E há um dado curioso, já que entre os diversos favoritos, há portugueses e estrangeiros, sendo que os portugueses têm pela frente a segunda prova do campeonato português, o CPTT no sábado, e a prova do Europeu termina no domingo.
Qual vai ser a tática? Vão olhar para o campeonato português no sábado, ‘marcarem-se’ uns aos outros e depois logo se vê, preocuparem-se única exclusivamente com o CPTT e depois veem o que podem fazer no segundo dia de prova, ou atacam do princípio ao fim, sem qualquer gestão que não seja olhar para a geral?
Nesse contexto estão algumas das 30 equipas inscritas nos T1, 16 das quais representam Portugal. No total, há 8 carros na categoria mais ‘alta’, T1+, e 22 carros no grupo T1.
Entre os portugueses favoritos estão João Ramos, Tiago Reis e Lourenço Rosa (todos em Toyota Hilux T1+).
Há outros concorrentes portugueses muito fortes, por exemplo Alejandro Martins/José Marques (Mini JCW Rallye), acima de todos, Lino Carapeta/Rui António (Ford Ranger), Miguel Casaca/João Luz (Volkswagen Amarok), Nuno Madeira/José Janela (Ford Ranger) e Luís Santos que finalmente estreia o (Mini JCW Plus T1+), tendo que se esperar para ver como vai andar, não sendo muito provável que o faça já a um nível em que acompanhe, especialmente Tiago Reis e João Ramos.

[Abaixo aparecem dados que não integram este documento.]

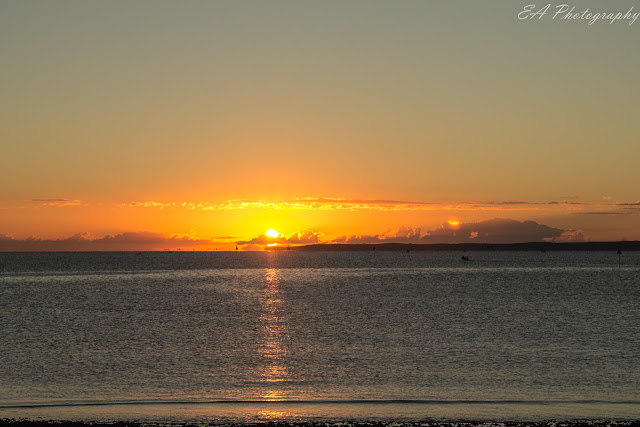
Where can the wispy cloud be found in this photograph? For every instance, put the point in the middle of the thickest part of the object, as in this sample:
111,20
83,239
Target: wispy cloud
489,231
304,237
497,230
129,241
311,203
60,202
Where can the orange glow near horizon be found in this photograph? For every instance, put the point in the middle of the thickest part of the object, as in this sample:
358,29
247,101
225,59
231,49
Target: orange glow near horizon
272,233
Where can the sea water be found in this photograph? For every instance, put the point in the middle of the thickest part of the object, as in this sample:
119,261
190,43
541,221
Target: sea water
320,336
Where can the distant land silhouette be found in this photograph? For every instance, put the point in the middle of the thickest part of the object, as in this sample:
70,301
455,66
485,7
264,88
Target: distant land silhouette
530,246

Já os estrangeiros não têm esta condicionante, e por isso a dupla lituano-estoniana de Benediktas Vanagas e Kuldar Sikk (Toyota Hilux T1+) está entre a lista dos favoritos, naquela que é a sua primeira participação após o acidente no Rally Dakar de 2023. Os polacos Krzysztof Hołowczyc (BMW X3 CC) e Michał Małuszyński (Mini JCW Rally) são utros nomes a ter em conta, há mais nomes interessantes a destacar, tais como a húngara Lőrinc Mészáros (novo protótipo Ford F150 evo T1+) e Kornél “Csucsu” Lukács (Toyota Hilux T1), Urvo Männama estoniano (Toyota Hilux T1+), Petr Hozák checo (Mini Paceman Cattiva) e polaco Włodzimierz Grajek (Toyota Hilux T1+).
E aqui convém destacar o percurso, que pode ser propício para que os T3 se envolvam nas lutas. No TT, não se conhecendo os percursos, só a organização o pode conhecer, não se sabe se é mais adaptado aos T1 (muitas zonas rápidas em que a diferença de velocidade de ponta faz a diferença como no Dakar) ou percursos mais encadeados, lentos, em que a ‘leveza’ dos T3 pode fazer com que levem a melhor. quanto a isso tem que se esperar por amanhã.